Kardeş bir halkın kanının
dökülmesine razı olamam!
- Gençlik bugüne kadar emperyalizme ve işbirlikçilerine karşı mücadele etmiştir. Bir öğrenci olarak ABD emperyalizminin Iraka yönelik saldırısını nasıl değerlendiriyorsunuz?
- ABD dünya üzerinde bir imparatorluk kurmak istemektedir. Hegemonyasını arttırabilmek için de 11 Eylül saldırılarını bahane ederek, önce Afganistanı ardından Irakı işgal etmiştir. Bilişimin ve medyanın imkanlarını da kullanarak bu saldırgan politikalarını meşrulaştırmak istemektedir. Türkiye burjuvazisi ise ABD emperyalizminin saldırgan politikalarına taşeron olmak için çaba sarfetmektedir. Bir yandan tarihsel olarak göz diktiği Musul ve Kerkükü almak isterken, diğer yandan Güney Kürdistanda bir Kürt devletinin kurulmaması için ABDye taşeronluk yapmaktadır. Türkiyenin Iraka asker göndermesine kesinlikle karşıyım. Kardeş bir halkın kanının dökülmesine razı olamam.
- Yeni YÖK yasa tasarısı sizce gerçekten özerk, demokratik üniversite talebini karşılıyor mu?
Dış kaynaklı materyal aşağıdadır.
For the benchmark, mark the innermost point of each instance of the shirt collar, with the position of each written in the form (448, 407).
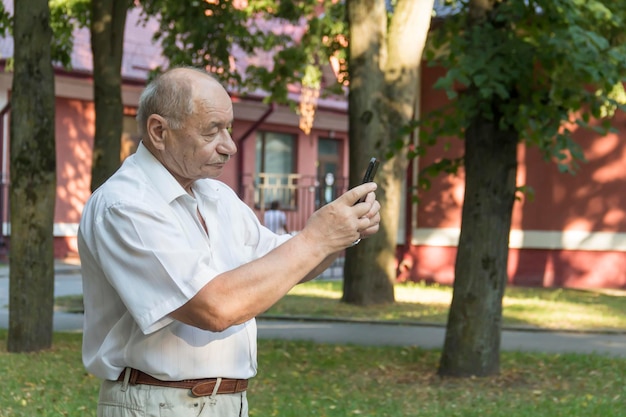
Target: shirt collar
(163, 181)
(166, 184)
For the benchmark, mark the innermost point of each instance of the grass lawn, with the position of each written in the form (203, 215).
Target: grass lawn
(298, 379)
(551, 308)
(302, 379)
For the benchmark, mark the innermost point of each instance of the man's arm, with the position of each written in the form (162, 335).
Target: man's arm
(245, 292)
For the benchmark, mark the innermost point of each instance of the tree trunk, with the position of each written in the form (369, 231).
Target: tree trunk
(472, 343)
(108, 20)
(384, 67)
(33, 181)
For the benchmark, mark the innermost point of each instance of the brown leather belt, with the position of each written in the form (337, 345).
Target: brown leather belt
(199, 387)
Hayır karşılamamaktadır. Çünkü bu yasa tasarısı sermayenin ihtiyaçlarına cevap veren, üniversiteleri bilim yuvası olmaktan çıkarıp ticarethaneye çevirmenin bir aracıdır. Düzen çevreleri (YÖK, MGK vb.) bu yasa tasarısına karşı bir tavır sergiliyormuş gibi görünse de, aslında, bu bir aldatmacadır. Daha çok rektörler, kendi saltanatlarını sağlamlaştırmak ve AKPnin sistem dışı unsurlarını kontrol altında tutabilmek amacındadırlar. Bu yasa tasarısı aslında işçi ve emekçi çocuklarına yönelik bir saldırıdır. Üniversite kapıları işçi ve emekçi çocuklarının yüzüne kapanmaktadır.
- Geçtiğimiz haftalarda üniversite har(a)çlarına %25 oranında zam yapıldı. Bu zam hayatınızı nasıl etkiledi?
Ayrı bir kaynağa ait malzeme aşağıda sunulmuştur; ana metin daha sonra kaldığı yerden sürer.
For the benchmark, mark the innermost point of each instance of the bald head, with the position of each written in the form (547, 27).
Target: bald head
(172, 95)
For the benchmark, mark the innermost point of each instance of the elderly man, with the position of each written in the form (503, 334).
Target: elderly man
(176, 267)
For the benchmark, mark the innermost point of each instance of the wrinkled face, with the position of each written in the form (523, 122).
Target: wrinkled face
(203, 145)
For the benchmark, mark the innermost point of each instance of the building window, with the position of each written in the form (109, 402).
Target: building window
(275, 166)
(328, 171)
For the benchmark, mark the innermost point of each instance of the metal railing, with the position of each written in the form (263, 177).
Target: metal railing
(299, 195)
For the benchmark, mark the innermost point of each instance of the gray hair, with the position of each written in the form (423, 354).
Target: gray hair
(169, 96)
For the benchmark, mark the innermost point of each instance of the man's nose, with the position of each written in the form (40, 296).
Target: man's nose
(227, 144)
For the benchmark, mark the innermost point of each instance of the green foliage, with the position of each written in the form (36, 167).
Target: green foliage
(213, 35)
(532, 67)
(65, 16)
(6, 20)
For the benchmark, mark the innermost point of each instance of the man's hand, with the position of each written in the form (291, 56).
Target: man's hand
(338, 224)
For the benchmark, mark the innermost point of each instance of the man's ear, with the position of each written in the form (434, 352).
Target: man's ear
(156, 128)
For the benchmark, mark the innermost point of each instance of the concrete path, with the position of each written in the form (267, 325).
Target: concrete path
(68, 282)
Öncelikle bulunduğum üniversite bilimsel kaygılarla değil ekonomik kaygılarla kurulmuştur. Bu da öğrencinin kendini akademik ve sosyal yönden geliştirmesini engeller. Yapılan son zamlar hayatımızı epeyce etkileyecektir. Okulun yanında bir işe girmek zorunda kalacağım. Böylelikle derslerime fazla zaman ayıramayacağım. Dahası kendimi geliştiremeyeceğim. Türkiyede yoksulluk sınırı çok yükseldiği için çoğu aile okul masraflarını (haraçlarını) karşılayamayacak böylece üniversite kapıları işçi ve emekçi çocuklarına kapatılmış olacak.
- MEB bünyesinde yapılan değişiklikler (özel okullara öğrenci gönderilmesi, bedava kitap dağıtılması, ilköğretim yönetmeliğinden eğitim parasızdır! ibaresinin kaldırılması) sizce ne anlam taşımaktadır?
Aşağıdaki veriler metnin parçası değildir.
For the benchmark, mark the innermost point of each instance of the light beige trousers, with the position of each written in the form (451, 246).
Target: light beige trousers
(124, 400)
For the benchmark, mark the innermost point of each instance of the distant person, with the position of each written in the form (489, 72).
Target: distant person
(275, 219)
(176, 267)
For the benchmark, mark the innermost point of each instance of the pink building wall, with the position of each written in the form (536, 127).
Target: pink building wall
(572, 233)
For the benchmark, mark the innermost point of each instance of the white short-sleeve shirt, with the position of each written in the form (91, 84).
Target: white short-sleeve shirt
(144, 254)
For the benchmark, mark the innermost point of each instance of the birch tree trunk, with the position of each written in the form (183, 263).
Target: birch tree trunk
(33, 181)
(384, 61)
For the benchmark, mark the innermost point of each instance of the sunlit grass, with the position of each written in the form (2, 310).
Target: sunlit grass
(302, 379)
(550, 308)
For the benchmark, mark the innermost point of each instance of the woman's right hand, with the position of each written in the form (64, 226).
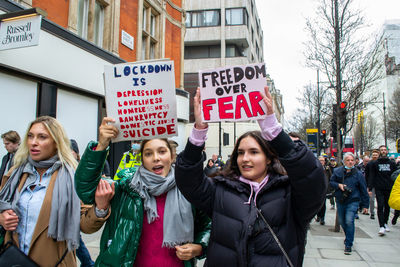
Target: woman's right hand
(199, 124)
(106, 133)
(9, 220)
(103, 195)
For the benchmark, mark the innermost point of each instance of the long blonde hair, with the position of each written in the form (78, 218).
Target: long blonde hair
(59, 136)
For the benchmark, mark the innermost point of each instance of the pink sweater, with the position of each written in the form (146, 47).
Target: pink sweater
(150, 253)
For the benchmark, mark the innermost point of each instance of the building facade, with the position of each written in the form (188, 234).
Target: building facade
(63, 75)
(389, 52)
(223, 33)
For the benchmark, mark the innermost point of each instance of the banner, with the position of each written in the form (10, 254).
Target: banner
(233, 93)
(141, 98)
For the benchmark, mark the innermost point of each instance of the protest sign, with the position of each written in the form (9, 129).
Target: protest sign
(141, 98)
(233, 93)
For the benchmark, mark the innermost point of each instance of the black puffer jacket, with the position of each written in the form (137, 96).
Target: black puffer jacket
(238, 236)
Özel okullara öğrenci gönderilmesi hem AKPnin kendi tabanını yayması, hem de ekonomik açıdan vurgun yapmanın yolu olarak görülmesi ile gündeme gelmektedir. Tabii ki eğitimin giderek özelleştirilmesinin zeminini hazırlamak niteliğinde olan uygulamalardır.
- Bu saldırılara karşı çözüm konusunda neler söyleyebilirsiniz?
Eğitimin parasız olması ve askeri harcamaların kesilerek eğitime aktarılması gerekmektedir. Bunu sağlamak için başta biz öğrenciler, bu bilinci emekçi kitleler arasında yayarak örgütlü mücadeleyi yükseltmeliyiz.